Although LiDAR analysis can achieve high accuracy and even small elevation differences can be measured, separating the different elements has proven difficult. Since most roads are designed to have some slope, methodological options to reduce the effect of slope should be further explored. For example, with mobile (car-mounted) LiDAR systems, an area of 20–30 m is scanned so that the base plane can be determined more easily, and classes that differ from it can be automatically searched with greater accuracy. Currently, although the LiDAR measurements, in addition to the nadir recording, were able to indicate the presence of stones, potholes, or microreflections, due to the difficulties in determining the base plane, the automatic methodology could not classify the surface deviations with sufficient accuracy. Overall, the analysis of LiDAR intensity values was found to be more beneficial compared to height values. The differences in the intensity values correlated with the road surface’s moisture content and repaired and unrepaired cracks. The examination of the absorption of plastic FOD objects by the LiDAR laser beam also requires further research. For this purpose, it will be advisable to check the recording using methods other than the nadir angle and to perform a LiDAR examination of different plastics.
According to the experience of the thermal sensors, the road surface in cold weather resulted in a too-uniform image, which is why the photogrammetric matching could not properly mosaic the area. This can be partially avoided at a higher flight height, but then the spatial resolution of the recordings deteriorates, which would make the examination of FOD impossible. Alternatively, the use of additional GCP points should be investigated. The result was primarily attributed to weather effects, as the unidentifiable FOD and the entire road surface became the same temperature. The thermal recording took place in the afternoon; however, there was not enough solar radiation, which could have been absorbed differently, so in winter and cold and cloudy weather, the thermal recordings may be associated with photogrammetric difficulties.
During the RGB image processing, no such difficulties have been experienced as in the case of previous sensors. The accuracy of the automatic sorting was challenged by a “color shift” (the image resolution is low for the size of the small object), so although all FOD were recognizable, during the automatic sorting, difficulties were experienced, mainly with road painting, but due to the different shape characteristics, the final conclusion could be drawn.
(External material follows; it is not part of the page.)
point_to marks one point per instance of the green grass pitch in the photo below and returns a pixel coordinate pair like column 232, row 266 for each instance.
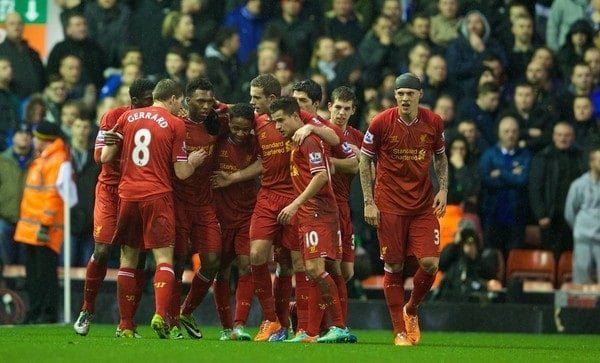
column 60, row 344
The success of the FOD search with the presented sensors can be seen in
Table 3.
As part of the continuous data collection, it is necessary to carry out more precise reference checks, which we plan to supplement with the measurements of a multispectral camera in addition to the existing sensors. Currently, due to the difficulties of the thermal sensor—especially in cold weather conditions—it is challenging and time consuming to provide a reference for all surface deviations. Even though the LiDAR measurements indicated certain features such as rocks or microcracks, the additional image analysis could not fully help to confirm them. The success of the FOD search with the above-presented methods can be seen in
Table 4.
In the field of population analysis, the most versatile of the sensors and methods, besides RGB, are the results of the thermal sensor. In the future, it will be necessary to investigate how the measured data from the thermal sensor will be affected by the extent of vegetation. The thermal variations currently observed at the ground surface are currently attributed to subsurface tunnel but will need to be confirmed by field verification. The observability of these thermal differences under different vegetation cover and different weather conditions should be investigated.